What we say, what we write or what we do in our interactions with others can always be viewed in at least three ways.
Until very recently, it was usually the third party to any experience or event which would be the best bet on introducing forgiveness and understanding when something was misunderstood or taken badly by either key party, whatever the circumstances happened to be in between.
Not only seeing, but respecting the reality of a bigger picture is something that in conversation, experiences and life in general, older generations once took for granted.
Young people, or ‘millennials’, as our unforgiving media as now branded them, are unlikely to recall the time when there was an alternative, yet unspoken rule. An acceptance that hanging reality upon just a word or a sentence wasn’t an appropriate call.
Communication was a sum game. Understanding something was all about the way that the words are said. Where and when they had been used. The backdrop which stood behind them and a whole picture made up of many different things, which together added up to something different.
The truth is often much greater than the sum of all parts and usually much much more.
Today we experience and endure something completely different. A selective form of deliberate, yet increasingly conditioned non-understanding. A way to make anyone or anything we disagree with well and truly wrong, in an attempt to unwittingly mislead others and influence the way that other people will think.
Culturally we are now attuned to look for anything that’s wrong with any point of a message, no matter how isolated it might be. We do so, rather than hearing and making a conclusion upon the content of all of that message, where determining our interpretation of the outlook or principle, and whether the direction of travel might provide a meaningful level of insight.
This is not even the preserve of the amateur, uneducated or unskilled.
Even writers, journalists and opinionators, the professional wordsmiths are now closed in their reasoning when it comes to studying the words, social media interactions, and interviews of the people that the truly objective would know better than to despise.
They do so not for the measure of the content, but for the mix of words which can be used to wrong the speaker, who will often have blundered into this trap unwittingly, no knowing they have fallen into an elephant trap built with malevolence which will soon revisit them in the form of a very dark surprise.
This habit has already destroyed careers. It has been used to change discourse. To eliminate realities which would benefit us all. It has become little more than a lesson in how to become professionally mean.
The opposite of this behaviour was once known freely as the Principle of Charity. And we would all do well to refresh ourselves with what the Principle of Charity actually means.

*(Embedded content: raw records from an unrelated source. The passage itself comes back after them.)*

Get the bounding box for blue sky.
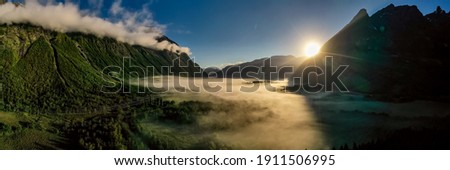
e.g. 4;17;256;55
10;0;450;67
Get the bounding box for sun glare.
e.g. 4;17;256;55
304;42;320;57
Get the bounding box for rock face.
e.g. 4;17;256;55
294;4;450;98
0;25;201;111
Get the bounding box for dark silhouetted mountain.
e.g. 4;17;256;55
218;55;304;80
294;4;450;101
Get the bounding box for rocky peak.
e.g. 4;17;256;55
350;8;369;24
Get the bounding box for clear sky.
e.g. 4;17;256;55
12;0;450;67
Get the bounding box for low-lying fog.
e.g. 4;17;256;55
130;77;450;149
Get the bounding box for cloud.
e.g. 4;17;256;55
0;0;191;55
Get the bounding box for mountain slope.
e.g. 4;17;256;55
0;25;200;111
218;55;304;80
290;4;450;98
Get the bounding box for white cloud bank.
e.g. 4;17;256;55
0;0;191;55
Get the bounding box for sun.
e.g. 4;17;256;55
304;42;320;57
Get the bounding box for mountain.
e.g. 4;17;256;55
0;24;200;110
218;55;304;80
293;4;450;101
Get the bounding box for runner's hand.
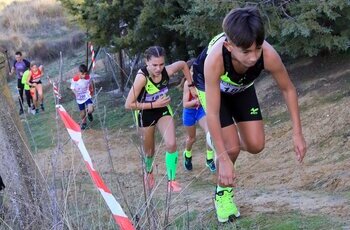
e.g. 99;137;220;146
189;87;198;97
293;134;306;163
153;96;170;108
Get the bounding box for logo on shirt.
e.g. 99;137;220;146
250;108;259;115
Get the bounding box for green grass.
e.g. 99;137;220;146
170;210;342;230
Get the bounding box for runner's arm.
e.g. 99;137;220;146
182;80;199;108
27;71;33;86
263;42;306;162
125;72;153;110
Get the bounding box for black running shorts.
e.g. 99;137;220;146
136;107;172;127
220;85;262;128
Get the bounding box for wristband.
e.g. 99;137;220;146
187;82;194;87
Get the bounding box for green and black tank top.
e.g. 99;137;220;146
137;67;169;103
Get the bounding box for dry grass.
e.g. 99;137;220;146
0;0;84;61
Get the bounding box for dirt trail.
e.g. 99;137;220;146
33;55;350;229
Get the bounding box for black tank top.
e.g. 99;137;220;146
137;66;169;103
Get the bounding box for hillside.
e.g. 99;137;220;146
20;52;350;229
0;0;350;230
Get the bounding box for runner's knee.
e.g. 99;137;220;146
246;142;265;154
186;136;196;145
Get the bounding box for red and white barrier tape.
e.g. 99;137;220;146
56;105;135;230
47;77;62;99
90;43;96;70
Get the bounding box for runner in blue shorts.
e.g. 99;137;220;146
182;61;216;172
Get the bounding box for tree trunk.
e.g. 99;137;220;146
0;53;52;229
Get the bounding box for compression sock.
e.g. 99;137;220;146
207;149;214;160
165;151;179;181
216;185;231;192
145;156;154;173
184;149;192;158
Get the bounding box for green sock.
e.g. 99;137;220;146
216;185;231;192
145;156;154;173
165;151;179;180
207;149;214;160
185;149;192;158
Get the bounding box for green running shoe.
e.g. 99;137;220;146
214;188;240;223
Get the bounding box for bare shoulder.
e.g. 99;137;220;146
262;41;284;72
204;37;225;71
134;70;147;85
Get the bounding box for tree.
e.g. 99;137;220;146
61;0;350;59
0;53;52;229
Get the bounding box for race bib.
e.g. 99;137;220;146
220;81;254;94
145;87;169;102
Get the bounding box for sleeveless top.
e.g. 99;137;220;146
137;66;169;103
193;33;264;94
30;69;41;83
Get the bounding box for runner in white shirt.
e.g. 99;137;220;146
70;64;94;129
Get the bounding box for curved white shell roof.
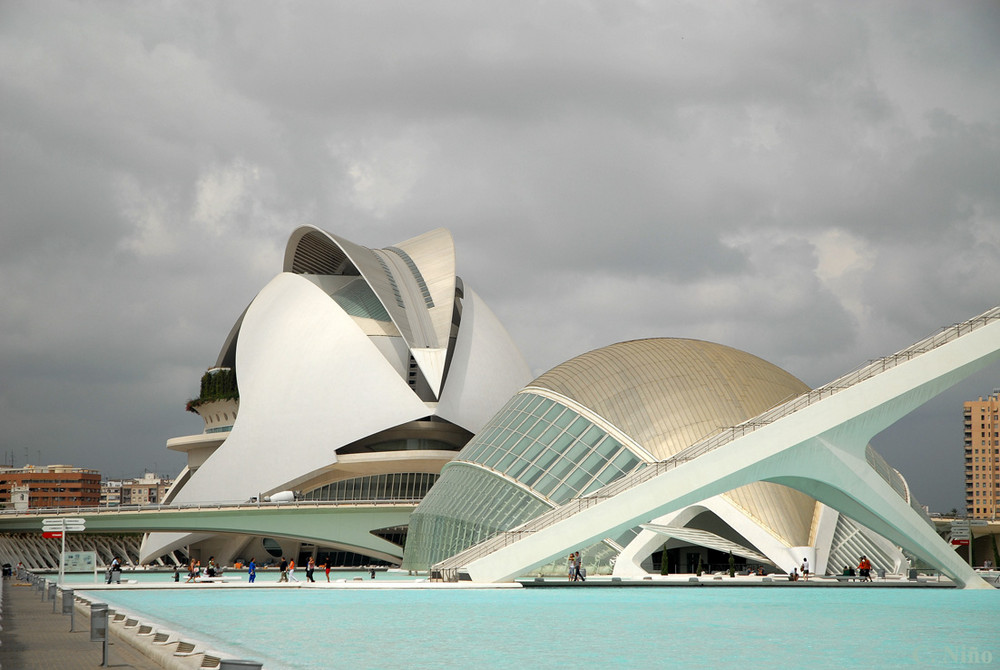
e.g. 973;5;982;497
143;226;531;556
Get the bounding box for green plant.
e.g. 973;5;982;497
184;368;240;413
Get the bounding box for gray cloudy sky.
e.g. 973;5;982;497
0;0;1000;509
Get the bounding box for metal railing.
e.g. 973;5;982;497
432;306;1000;580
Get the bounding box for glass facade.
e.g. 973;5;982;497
403;463;551;570
403;392;642;570
302;472;440;501
330;279;391;321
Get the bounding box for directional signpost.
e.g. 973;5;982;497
42;517;87;586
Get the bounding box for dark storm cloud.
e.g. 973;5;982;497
0;2;1000;508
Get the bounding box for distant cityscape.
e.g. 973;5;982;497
964;389;1000;520
0;465;174;511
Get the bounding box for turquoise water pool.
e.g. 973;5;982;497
93;587;1000;670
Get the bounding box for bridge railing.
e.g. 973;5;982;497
432;306;1000;580
0;498;421;519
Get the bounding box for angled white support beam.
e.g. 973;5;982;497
463;319;1000;588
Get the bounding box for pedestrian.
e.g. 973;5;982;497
858;556;872;582
573;552;587;582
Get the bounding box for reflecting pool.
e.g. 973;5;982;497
91;587;1000;670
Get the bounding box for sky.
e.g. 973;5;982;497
0;0;1000;511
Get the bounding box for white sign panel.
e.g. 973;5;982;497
63;551;97;572
42;517;87;533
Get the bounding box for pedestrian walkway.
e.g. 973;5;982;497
0;577;162;670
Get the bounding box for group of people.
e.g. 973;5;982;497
840;556;872;582
274;556;340;583
564;551;587;582
105;556;122;584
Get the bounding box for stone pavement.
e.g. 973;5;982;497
0;577;162;670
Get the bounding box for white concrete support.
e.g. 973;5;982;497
464;320;1000;588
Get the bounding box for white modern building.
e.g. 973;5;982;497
141;226;531;561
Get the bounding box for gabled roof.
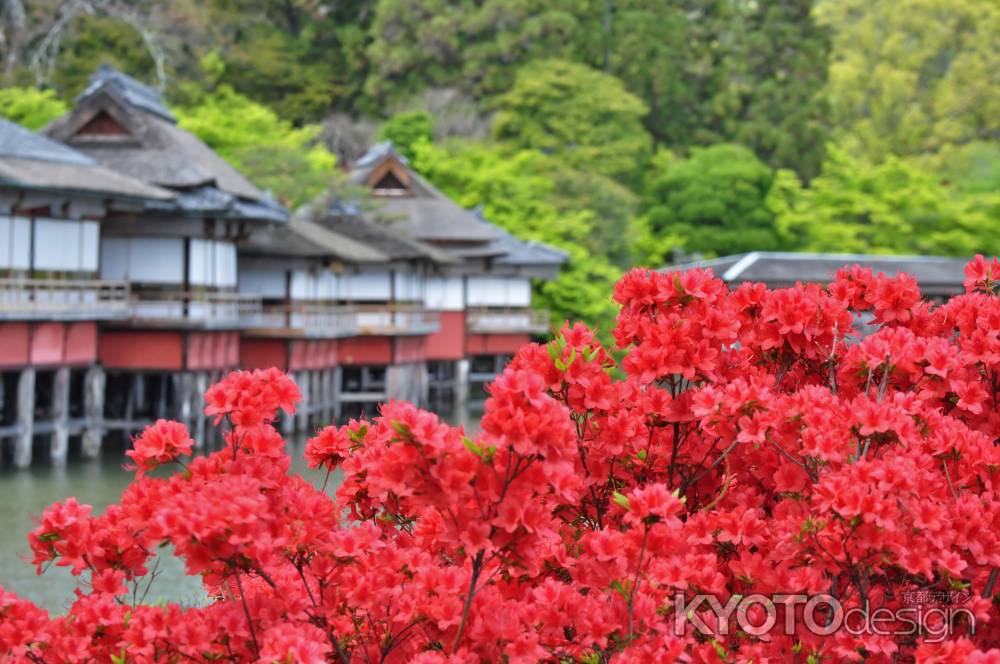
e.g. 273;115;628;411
0;118;174;200
82;64;177;124
45;66;282;213
662;251;967;294
349;141;499;245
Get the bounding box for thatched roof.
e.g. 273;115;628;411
240;217;390;263
45;67;276;208
349;141;499;245
295;197;461;265
662;251;968;295
0;118;174;201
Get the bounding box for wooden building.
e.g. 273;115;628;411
0;67;566;467
45;67;288;452
350;141;567;404
0;119;174;468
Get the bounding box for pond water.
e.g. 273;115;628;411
0;400;479;613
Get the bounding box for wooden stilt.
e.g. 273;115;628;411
14;367;35;468
191;371;208;450
295;371;312;432
49;367;69;466
455;359;469;413
306;370;326;431
80;366;107;459
320;369;334;426
331;367;344;423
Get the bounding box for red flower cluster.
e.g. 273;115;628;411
125;420;194;475
0;258;1000;664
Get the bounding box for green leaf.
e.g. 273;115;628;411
462;436;485;459
389;420;413;440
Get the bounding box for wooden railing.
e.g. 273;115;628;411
465;309;549;334
129;292;262;327
253;303;358;339
0;279;129;320
246;302;441;338
353;304;441;335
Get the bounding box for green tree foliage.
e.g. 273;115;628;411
366;0;587;103
589;0;829;177
0;87;69;130
175;86;336;206
643;144;780;260
414;140;621;332
817;0;1000;161
378;111;434;158
493;60;650;183
769;146;1000;255
713;0;830;179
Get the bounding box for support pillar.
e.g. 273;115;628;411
49;367;69;466
319;369;333;426
413;362;431;408
191;371;208;450
172;373;198;431
295;371;312;432
309;369;326;428
80;366;107;459
455;359;469;413
331;367;344;424
14;367;35;468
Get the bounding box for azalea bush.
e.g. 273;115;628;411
0;258;1000;664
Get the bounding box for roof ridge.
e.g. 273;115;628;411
76;63;177;124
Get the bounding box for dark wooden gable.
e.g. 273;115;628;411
76;109;131;138
368;158;412;196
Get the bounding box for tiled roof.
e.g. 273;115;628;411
46;67;287;220
0;118;97;166
0;118;174;200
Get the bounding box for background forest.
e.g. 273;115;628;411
0;0;1000;329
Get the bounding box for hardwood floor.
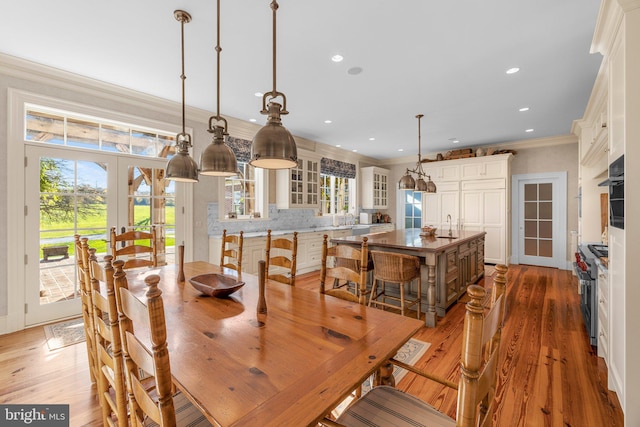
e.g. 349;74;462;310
0;265;624;427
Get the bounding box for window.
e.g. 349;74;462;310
320;174;355;214
24;105;176;158
404;191;422;228
224;162;257;218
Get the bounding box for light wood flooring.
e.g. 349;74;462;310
0;266;624;427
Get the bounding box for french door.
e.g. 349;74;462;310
25;145;177;326
512;172;567;269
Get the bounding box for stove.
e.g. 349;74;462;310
573;243;609;346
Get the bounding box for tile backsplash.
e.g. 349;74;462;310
207;203;333;236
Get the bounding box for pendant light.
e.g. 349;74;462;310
249;0;298;169
165;10;198;182
200;0;238;176
398;114;436;193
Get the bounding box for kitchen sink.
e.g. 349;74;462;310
351;224;371;236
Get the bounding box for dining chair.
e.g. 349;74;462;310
220;229;243;274
91;255;129;427
369;251;422;319
116;274;211;427
322;265;507;427
74;234;98;383
265;230;298;286
320;234;369;304
111;225;158;269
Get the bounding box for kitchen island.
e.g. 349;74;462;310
331;228;486;327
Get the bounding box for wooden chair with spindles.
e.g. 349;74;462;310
265;230;298;286
74;234;98;383
220;230;243;274
320;234;369;304
322;265;507;427
90;255;129;427
110;226;158;269
116;274;211;427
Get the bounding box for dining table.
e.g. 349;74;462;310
127;261;423;427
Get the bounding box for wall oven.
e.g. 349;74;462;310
598;155;624;230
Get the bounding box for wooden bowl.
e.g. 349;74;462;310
189;273;244;298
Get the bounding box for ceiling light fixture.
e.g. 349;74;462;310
249;0;298;169
398;114;436;193
165;10;198;182
200;0;238;176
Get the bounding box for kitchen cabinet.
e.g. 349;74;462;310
461;179;508;264
422;154;513;264
360;166;389;209
423;160;460;183
276;154;320;209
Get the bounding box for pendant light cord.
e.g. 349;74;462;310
271;0;279;98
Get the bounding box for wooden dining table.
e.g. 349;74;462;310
127;261;423;427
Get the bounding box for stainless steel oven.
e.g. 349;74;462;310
573;243;609;346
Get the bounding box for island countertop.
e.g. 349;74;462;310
331;228;486;327
331;228;486;252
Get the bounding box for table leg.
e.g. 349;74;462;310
424;265;438;328
373;361;396;387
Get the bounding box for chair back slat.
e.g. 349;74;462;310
220;230;244;273
265;230;298;286
90;255;129;427
110;225;158;269
320;234;369;304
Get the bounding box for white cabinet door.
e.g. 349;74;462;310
462;189;507;264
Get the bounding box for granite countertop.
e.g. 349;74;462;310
214;223;387;238
331;228;486;252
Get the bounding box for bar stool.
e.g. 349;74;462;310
369;251;422;319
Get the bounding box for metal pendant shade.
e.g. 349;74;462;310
398;114;436;193
249;0;298;169
165;10;198;182
251;102;298;169
200;0;238;176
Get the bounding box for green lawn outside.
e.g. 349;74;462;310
40;205;175;258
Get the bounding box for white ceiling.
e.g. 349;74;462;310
0;0;601;159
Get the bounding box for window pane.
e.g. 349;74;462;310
102;125;129;154
67;118;100;150
25;111;64;144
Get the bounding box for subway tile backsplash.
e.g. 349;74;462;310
207;203;333;236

For when the time comes that we find ourselves on the receiving end of this cultural malaise which builds its own truth in a place where the genuine story has never been, we may wish that we ourselves could be in receipt of the benefit of the doubt from others. To be understood for what we have offered the world as a whole and honest picture. Rather being the target of someone’s else’s reason for being and becoming the focus which they need to apportion their own blame.
Change has the appearance of being hard, where once the first step is taken it becomes easy. Instead of looking for change to come from others, we have to accept that genuine change comes from within.
We can begin by treating each other, as we would wish to be treated ourselves.
It may require a little more thinking, but it soon feels good and we quickly remember that the opportunities are available in every situation where everyone can walk away, having bagged a genuine win.